Why the first auction for offshore wind in the Gulf of Mexico was a bust

The News

The U.S. held its first auction for leases to build offshore wind farms in the Gulf of Mexico, and all it heard was crickets.

The Interior Department pitched three new lease areas on Tuesday, two off the Texas coast and one off Louisiana, following a dozen increasingly competitive offshore wind auctions last year. Despite high hopes from clean energy advocates that the auction could herald a pivot for the heartland of the U.S. fossil fuel industry, in the end, there were zero bids for the Texas leases. Louisiana’s, meanwhile, went to a subsidiary of German energy company RWE for an underwhelming $13,500 per square kilometer: Leases sold last year in New York, North Carolina, and California went for an average of $1.4 million per square kilometer.

The result “is not wholly surprising,” said Samantha Woodworth, senior wind analyst at energy intelligence firm Wood Mackenzie. “Gulf offshore wind is just not very economic.”

Tim’s view


The lackluster auction turnout shows that the U.S. offshore wind industry still needs government support to scale up, and that the region’s oil and gas companies aren’t as ready to dive into clean energy as many had hoped.

There are a few problems with the Gulf as a venue for offshore wind. Wind speeds are normally low, requiring larger and more efficient turbines to produce a profitable volume of electricity. And occasionally, wind speeds are far too high: Hurricanes routinely disable the region’s offshore oil platforms. The region’s seafloor is also notoriously soft and silty, raising the cost of fixing turbines in place. As a result, a federal analysis projected that the price to produce power from offshore wind from the Gulf will be between $125-150 per megawatt-hour in most cases by 2027, double the national offshore wind average.

That’s especially a problem because Texas and Louisiana already have some of the country’s cheapest electricity, evaporating any potential competitive edge for offshore wind.

New York, Massachusetts, and other states with burgeoning offshore wind industries also have cost problems. But their offshore wind lease prices are much higher than the Gulf’s because most of those states have offshore wind purchasing mandates for their utilities, effectively guaranteeing the market. Louisiana has an offshore wind installation target — five gigawatts by 2035, which the area auctioned this week could cover about 20% of — but no purchasing mandate. Texas has neither (Republican lawmakers in the state have called offshore wind a “boondoggle”).

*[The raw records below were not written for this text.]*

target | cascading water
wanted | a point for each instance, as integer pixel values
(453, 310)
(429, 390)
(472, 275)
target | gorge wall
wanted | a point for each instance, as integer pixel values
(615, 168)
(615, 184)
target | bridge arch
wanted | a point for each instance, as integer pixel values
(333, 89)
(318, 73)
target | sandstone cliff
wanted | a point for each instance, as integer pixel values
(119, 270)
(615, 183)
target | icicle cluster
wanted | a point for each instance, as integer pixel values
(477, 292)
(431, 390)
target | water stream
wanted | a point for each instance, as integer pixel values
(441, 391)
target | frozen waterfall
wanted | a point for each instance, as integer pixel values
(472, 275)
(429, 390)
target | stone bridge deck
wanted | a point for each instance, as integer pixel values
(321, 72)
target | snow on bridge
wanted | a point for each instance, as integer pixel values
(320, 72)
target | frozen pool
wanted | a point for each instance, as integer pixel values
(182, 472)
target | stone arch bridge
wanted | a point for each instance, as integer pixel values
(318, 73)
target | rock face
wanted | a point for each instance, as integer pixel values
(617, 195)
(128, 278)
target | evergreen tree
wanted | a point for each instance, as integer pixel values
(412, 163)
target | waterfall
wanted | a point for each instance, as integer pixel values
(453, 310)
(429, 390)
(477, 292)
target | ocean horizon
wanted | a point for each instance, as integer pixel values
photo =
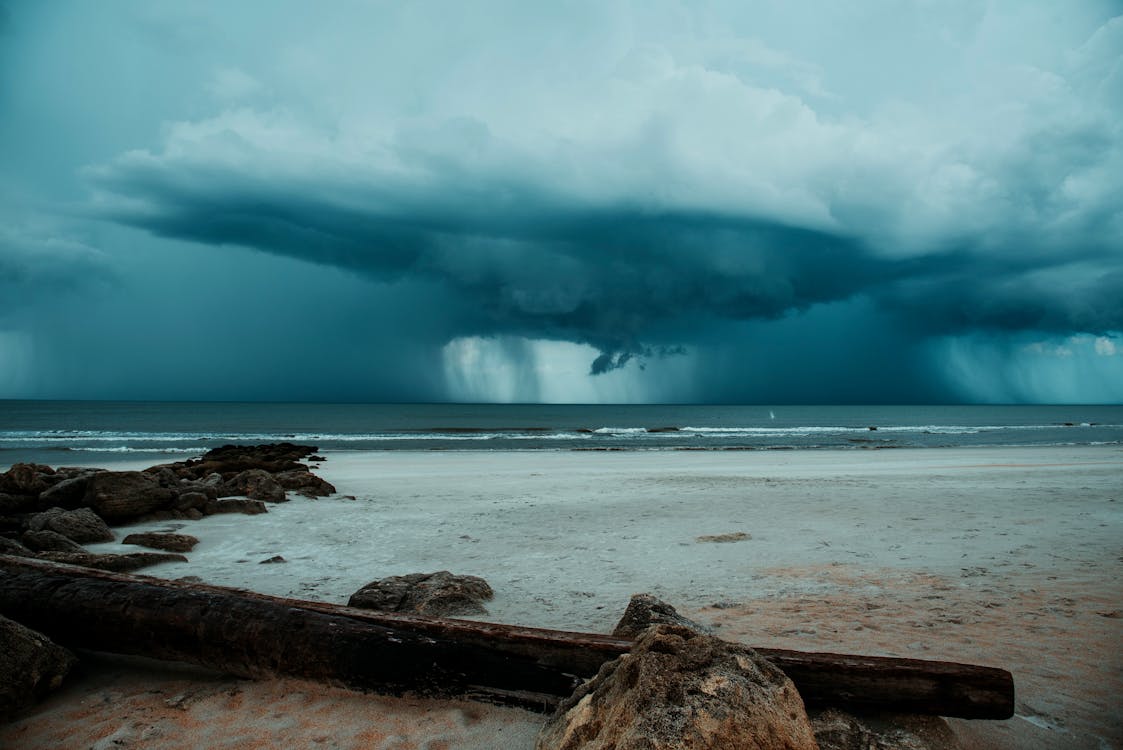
(61, 431)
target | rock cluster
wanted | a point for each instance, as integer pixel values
(681, 688)
(51, 512)
(436, 594)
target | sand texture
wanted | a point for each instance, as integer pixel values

Since offshore wind isn’t competitive on Gulf-area electric grids, some industry advocates see the local oil and gas industry as an alternative customer. A recent report by the Business Network for Offshore Wind, a trade group, argues the Gulf “is perfectly positioned to be a hub for green hydrogen production.” The idea is that fossil fuel companies could be willing to pay top dollar for electrons from offshore wind that they can use to manufacture low-carbon hydrogen. That fuel can then be employed in their own local refineries and petrochemical factories and sold on to other industrial customers. Green hydrogen producers will also be able to reap one of the most lucrative tax credits in the Inflation Reduction Act.

TotalEnergies, Invenergy, and Avangrid, which had registered as possible bidders in the Gulf, all mentioned the allure of green hydrogen in pre-auction filings to the DOI. But the outcome of the auction shows that a tangible market for green hydrogen is still too far off for them to justify staking a claim, Woodworth said.

Know More

High costs and bureaucratic problems with grid interconnection are weighing down the global wind industry as a whole. A report last week from BloombergNEF found that while global private investment in renewable energy used to be equally balanced between wind and solar, since 2021 wind investment has stalled while solar has soared. Wind investment needs to triple from its current levels for it to grow on track for midcentury net zero targets, senior clean power analyst Meredith Annex said.

Room for Disagreement

It’s still too soon to write off the Gulf as an offshore wind venue completely. Despite its cost challenges, the region is also home to a strong contingent of experienced offshore energy workers and offshore infrastructure supply chains. A shipyard in Texas is building the nation’s first U.S.-flagged offshore wind installation vessel, and although this project too has been delayed by cost overruns, it signals that the Gulf could play an important role in supplying wind services and hardware to other regions. Meanwhile, Woodworth said, upcoming lease auctions in Oregon and Maine are likely to garner more voracious bidding.

The View From China

Europe, which was long the global epicenter for offshore wind, is now in second place to Asia after a remarkable surge in installations in China, according to a report this week from the Global Wind Energy Council. As more of the upstream supply chain for offshore wind hardware shifts to China, the report warned, “restrictive trade policies proposed by the EU and the U.S. are almost certain to create bottlenecks.”

Notable

  • India is also stepping up its involvement in wind manufacturing. At a shareholder meeting this week, billionaire industrialist Mukesh Ambani said he plans to begin building low-cost turbine blades at a factory in Gujarat.